Sweat can be measured for chloride, sodium or both. Chloride concentration provides greater discrimination and is more popular in the United States.


Reagents and supplies:

(1) acid diluent (glacial acetic acid plus concentrated nitric acid)

(2) gelatin reagent with pH indicator, usually with pink indicating acidity

(3) chloride calibrators, 1.0 mmol/L and 50 mmol/L

(4) low and high chloride controls

(5) preweighed gauze or filter paper

(6) paraffin wax film

(7) clean, dry vials

(8) powder free gloves



(1) sweat collection instrumentation for providing pilocarpine iontophoresis

(2) chloridometer (for coulometric titration)

(3) accurate analytical balance sensitive to 0.0001 g


Specimen collection:

(1) Using preweighed gauze or filter paper is placed over the site of the positive electrode and covered with paraffin film to prevent evaporation.

(2) For complete details on specimen collection, refer to the NCCLS document.

(3) After sweat collection, the gauze or filter paper is removed and reweighed.
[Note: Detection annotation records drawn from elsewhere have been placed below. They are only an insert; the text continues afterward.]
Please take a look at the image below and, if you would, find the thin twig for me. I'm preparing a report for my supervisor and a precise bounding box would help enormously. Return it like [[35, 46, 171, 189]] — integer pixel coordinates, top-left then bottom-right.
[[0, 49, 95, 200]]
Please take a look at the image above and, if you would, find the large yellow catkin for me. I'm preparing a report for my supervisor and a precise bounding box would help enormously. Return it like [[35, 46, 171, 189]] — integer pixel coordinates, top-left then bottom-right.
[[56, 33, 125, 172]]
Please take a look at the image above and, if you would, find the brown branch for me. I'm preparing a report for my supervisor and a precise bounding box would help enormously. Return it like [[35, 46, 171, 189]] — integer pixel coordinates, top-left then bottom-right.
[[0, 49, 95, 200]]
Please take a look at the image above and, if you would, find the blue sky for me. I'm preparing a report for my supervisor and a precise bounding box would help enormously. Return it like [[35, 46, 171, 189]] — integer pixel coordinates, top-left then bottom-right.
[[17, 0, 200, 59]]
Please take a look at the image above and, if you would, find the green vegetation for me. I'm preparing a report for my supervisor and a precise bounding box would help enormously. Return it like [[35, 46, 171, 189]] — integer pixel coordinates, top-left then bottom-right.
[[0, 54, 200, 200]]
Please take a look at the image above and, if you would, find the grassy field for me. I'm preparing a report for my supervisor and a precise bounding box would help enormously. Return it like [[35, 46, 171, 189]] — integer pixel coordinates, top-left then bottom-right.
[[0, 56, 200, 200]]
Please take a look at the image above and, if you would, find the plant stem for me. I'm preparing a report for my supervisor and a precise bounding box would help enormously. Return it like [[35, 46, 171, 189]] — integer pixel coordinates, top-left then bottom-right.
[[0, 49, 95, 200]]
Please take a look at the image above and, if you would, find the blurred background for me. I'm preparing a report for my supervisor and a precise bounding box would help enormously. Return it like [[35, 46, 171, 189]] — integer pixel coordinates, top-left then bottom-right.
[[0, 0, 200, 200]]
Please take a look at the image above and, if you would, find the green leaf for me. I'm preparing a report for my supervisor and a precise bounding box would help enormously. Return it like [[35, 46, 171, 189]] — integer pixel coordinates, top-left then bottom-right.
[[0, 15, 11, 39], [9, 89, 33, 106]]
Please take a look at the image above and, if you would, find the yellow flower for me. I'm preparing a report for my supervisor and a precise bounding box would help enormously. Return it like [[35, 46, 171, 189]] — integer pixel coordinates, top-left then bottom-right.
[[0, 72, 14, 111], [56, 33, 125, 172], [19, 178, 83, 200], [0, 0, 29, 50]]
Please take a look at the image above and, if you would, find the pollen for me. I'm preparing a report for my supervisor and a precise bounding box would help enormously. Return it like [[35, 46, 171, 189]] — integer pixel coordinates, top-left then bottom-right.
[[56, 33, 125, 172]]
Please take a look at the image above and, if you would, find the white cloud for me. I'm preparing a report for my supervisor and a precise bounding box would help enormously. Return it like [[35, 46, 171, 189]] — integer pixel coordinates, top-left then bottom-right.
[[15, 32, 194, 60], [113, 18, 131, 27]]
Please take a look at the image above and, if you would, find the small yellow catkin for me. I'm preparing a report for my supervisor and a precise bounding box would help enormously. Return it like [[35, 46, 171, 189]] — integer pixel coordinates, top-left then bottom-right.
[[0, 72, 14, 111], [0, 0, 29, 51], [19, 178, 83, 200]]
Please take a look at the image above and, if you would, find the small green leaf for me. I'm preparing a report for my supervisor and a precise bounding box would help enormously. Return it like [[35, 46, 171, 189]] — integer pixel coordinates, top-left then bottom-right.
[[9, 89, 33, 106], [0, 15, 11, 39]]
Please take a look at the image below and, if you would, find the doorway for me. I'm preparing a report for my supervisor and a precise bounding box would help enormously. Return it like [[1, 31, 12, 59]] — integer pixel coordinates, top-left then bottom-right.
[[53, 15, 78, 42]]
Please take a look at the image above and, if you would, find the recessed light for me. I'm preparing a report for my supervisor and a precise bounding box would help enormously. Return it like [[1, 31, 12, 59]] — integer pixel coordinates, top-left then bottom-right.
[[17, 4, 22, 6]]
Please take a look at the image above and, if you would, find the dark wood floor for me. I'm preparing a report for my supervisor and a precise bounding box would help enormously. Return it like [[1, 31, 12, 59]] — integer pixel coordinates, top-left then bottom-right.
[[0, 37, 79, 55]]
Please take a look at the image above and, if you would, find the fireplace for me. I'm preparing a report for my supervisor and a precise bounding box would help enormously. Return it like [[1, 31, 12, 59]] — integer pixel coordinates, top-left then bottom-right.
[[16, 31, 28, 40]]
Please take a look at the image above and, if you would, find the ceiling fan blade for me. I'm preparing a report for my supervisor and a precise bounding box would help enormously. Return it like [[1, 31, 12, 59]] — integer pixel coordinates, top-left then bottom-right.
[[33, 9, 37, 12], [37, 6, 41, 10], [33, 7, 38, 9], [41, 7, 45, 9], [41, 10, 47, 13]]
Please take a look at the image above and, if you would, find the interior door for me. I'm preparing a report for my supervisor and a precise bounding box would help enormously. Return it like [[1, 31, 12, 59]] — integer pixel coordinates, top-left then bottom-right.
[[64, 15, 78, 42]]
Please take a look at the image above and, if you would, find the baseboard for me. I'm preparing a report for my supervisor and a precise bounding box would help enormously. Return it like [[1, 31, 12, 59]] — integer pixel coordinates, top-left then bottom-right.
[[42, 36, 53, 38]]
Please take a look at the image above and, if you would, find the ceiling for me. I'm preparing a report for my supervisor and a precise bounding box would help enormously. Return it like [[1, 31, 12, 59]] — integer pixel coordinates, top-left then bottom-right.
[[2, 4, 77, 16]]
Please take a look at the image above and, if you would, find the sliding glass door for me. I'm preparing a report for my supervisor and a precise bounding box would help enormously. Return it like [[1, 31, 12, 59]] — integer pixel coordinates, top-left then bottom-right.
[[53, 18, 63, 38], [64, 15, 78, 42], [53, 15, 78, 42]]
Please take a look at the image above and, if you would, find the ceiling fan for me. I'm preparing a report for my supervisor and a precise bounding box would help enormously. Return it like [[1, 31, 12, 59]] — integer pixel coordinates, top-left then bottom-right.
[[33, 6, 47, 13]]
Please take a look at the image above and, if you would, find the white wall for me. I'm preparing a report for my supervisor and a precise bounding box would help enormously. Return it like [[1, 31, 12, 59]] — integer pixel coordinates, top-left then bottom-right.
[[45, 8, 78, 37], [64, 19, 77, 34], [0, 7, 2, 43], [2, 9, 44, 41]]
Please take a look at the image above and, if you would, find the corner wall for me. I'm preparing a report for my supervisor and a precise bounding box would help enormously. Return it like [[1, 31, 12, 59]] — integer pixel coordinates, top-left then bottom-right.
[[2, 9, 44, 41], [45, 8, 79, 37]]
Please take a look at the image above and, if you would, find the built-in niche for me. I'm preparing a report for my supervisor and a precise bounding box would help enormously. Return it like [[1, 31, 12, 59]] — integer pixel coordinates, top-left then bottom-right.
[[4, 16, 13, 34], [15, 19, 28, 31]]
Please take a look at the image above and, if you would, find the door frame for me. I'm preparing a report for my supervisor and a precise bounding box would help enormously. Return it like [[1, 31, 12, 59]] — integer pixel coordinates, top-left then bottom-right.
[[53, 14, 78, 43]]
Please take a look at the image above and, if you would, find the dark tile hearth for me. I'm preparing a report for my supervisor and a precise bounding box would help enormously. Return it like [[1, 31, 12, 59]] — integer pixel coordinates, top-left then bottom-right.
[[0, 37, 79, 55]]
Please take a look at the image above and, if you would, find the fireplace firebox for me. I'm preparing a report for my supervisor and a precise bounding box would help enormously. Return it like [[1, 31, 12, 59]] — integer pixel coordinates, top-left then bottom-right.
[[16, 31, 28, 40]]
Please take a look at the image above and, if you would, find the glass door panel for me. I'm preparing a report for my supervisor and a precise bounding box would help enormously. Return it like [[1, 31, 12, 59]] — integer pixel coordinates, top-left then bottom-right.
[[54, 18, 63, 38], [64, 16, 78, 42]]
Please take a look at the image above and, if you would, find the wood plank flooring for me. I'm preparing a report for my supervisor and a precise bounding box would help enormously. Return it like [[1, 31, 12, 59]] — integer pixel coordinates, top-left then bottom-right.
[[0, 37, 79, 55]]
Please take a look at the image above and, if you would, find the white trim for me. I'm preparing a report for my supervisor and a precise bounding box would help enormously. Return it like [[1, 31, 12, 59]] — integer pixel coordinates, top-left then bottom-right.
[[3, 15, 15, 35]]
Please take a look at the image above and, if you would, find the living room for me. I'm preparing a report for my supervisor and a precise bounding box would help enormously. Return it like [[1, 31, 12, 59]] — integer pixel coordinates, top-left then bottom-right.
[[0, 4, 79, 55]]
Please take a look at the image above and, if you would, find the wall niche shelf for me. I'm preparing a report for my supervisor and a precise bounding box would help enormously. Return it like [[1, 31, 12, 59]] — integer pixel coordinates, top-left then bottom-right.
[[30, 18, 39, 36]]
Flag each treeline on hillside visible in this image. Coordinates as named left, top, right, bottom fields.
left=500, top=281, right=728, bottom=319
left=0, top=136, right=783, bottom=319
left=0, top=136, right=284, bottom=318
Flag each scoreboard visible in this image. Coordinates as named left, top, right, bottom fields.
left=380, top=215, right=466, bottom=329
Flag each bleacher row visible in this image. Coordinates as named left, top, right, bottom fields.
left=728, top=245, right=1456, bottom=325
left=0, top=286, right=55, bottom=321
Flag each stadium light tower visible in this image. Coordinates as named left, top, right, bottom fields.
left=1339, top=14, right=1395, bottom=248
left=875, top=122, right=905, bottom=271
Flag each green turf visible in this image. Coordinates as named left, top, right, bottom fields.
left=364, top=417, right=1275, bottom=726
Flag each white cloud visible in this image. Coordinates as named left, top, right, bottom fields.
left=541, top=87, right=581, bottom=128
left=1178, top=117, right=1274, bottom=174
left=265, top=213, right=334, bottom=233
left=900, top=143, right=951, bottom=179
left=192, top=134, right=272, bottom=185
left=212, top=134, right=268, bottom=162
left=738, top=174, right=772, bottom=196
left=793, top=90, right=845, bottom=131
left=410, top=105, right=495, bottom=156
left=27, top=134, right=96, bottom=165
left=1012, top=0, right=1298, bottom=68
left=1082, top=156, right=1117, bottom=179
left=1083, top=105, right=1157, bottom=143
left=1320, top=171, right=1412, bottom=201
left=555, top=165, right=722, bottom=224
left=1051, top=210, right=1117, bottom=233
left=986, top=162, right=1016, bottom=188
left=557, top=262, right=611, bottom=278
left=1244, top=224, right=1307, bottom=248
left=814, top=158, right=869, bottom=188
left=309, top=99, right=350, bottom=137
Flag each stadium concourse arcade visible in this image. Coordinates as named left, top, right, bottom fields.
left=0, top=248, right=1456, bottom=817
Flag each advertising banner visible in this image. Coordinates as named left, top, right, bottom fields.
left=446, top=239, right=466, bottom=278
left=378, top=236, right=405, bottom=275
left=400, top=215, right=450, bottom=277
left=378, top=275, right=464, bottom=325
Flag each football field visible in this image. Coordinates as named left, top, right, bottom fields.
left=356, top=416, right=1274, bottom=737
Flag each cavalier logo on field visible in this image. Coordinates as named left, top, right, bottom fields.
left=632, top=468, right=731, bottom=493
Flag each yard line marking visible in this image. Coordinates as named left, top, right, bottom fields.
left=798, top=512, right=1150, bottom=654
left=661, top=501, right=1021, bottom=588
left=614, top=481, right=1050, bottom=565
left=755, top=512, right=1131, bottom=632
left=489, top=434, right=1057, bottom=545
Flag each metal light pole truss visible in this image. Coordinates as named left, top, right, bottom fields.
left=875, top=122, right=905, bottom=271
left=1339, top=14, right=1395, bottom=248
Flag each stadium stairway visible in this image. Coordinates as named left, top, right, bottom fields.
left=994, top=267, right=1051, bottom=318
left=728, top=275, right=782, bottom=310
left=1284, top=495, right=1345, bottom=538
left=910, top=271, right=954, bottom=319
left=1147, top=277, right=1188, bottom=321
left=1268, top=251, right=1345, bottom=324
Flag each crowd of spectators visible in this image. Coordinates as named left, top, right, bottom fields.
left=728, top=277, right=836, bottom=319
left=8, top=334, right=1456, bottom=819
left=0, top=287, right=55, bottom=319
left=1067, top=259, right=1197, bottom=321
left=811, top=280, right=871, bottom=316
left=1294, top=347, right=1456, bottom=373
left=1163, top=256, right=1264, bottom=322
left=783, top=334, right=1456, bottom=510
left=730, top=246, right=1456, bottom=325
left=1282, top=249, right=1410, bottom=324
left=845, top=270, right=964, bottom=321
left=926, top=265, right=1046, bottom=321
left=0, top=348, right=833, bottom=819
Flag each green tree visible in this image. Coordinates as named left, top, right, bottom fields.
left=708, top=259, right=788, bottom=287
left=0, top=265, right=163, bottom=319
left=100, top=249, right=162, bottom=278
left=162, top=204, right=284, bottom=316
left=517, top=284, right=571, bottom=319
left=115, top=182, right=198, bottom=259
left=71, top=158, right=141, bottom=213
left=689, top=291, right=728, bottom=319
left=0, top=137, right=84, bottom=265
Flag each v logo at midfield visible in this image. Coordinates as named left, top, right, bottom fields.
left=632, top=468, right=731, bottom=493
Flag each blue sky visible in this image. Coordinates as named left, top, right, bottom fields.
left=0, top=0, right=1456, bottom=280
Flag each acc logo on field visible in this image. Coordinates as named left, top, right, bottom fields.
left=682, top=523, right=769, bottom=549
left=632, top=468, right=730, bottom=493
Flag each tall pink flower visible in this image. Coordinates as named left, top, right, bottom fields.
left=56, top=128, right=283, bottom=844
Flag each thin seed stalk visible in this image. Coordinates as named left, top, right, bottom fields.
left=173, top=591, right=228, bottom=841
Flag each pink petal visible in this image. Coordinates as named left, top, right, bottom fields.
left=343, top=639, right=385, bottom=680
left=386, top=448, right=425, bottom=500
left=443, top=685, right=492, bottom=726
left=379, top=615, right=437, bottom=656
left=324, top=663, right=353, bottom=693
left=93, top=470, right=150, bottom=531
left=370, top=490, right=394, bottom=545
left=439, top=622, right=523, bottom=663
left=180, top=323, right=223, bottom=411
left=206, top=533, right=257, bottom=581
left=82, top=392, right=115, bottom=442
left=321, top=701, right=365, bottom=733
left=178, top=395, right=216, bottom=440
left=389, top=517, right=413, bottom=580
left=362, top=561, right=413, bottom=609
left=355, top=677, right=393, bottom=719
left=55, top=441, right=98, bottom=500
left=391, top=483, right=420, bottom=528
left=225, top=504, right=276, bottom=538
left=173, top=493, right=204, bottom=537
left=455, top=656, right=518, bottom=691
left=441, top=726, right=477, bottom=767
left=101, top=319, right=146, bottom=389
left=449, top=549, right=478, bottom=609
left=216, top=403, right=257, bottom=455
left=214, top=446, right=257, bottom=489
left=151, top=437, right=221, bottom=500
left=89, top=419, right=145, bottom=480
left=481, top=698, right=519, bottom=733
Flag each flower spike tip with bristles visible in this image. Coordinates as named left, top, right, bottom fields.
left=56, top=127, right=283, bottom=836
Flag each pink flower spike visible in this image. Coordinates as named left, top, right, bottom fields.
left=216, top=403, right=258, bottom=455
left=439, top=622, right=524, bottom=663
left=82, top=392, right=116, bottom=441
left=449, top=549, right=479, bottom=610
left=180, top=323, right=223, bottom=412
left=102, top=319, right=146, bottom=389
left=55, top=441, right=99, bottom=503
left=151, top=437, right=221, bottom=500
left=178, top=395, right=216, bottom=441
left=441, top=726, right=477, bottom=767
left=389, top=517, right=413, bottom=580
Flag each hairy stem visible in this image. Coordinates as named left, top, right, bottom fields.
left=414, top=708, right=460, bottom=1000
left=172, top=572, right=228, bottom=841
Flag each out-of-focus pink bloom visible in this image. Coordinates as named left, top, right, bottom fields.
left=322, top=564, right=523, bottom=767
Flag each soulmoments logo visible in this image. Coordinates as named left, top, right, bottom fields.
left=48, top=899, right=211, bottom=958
(4) The increase in weight corresponds to the volume of the sweat collected. The relative density of sweat ranges from 1.001 to 1.008.

(5) The sweat is then eluted from the gauze or filter paper using a volume of Type I water.


Test vial types, prepared in duplicate:

(1) blank vial

(2) gauze or filter paper blank vial

(3) calibrator vial

(4) test vial

(5) low control vial

(6) high control vial


Each vial contains:

(1) 3 mL of acid diluent

(2) 1 mL of fluid based on vial type:

(2a) Type I water for blank vial

(2b) test eluate for patient vial

(2c) control eluate for control vials

(2d) gauze or filter paper eluate in gauze or paper blank vial

(2e) calibrator solution for calibrator vial

(3) 4 drops of gelatin reagent


Chloride measurement:

(1) Chloride is measured on each test vial type prepared in duplicate.

(2) The result for each vial type is the average of the two readings.


Quality Control:

(1) amount of sweat collected: At least 0.075 grams of sweat should be collected when 2x2 inch gauze is used.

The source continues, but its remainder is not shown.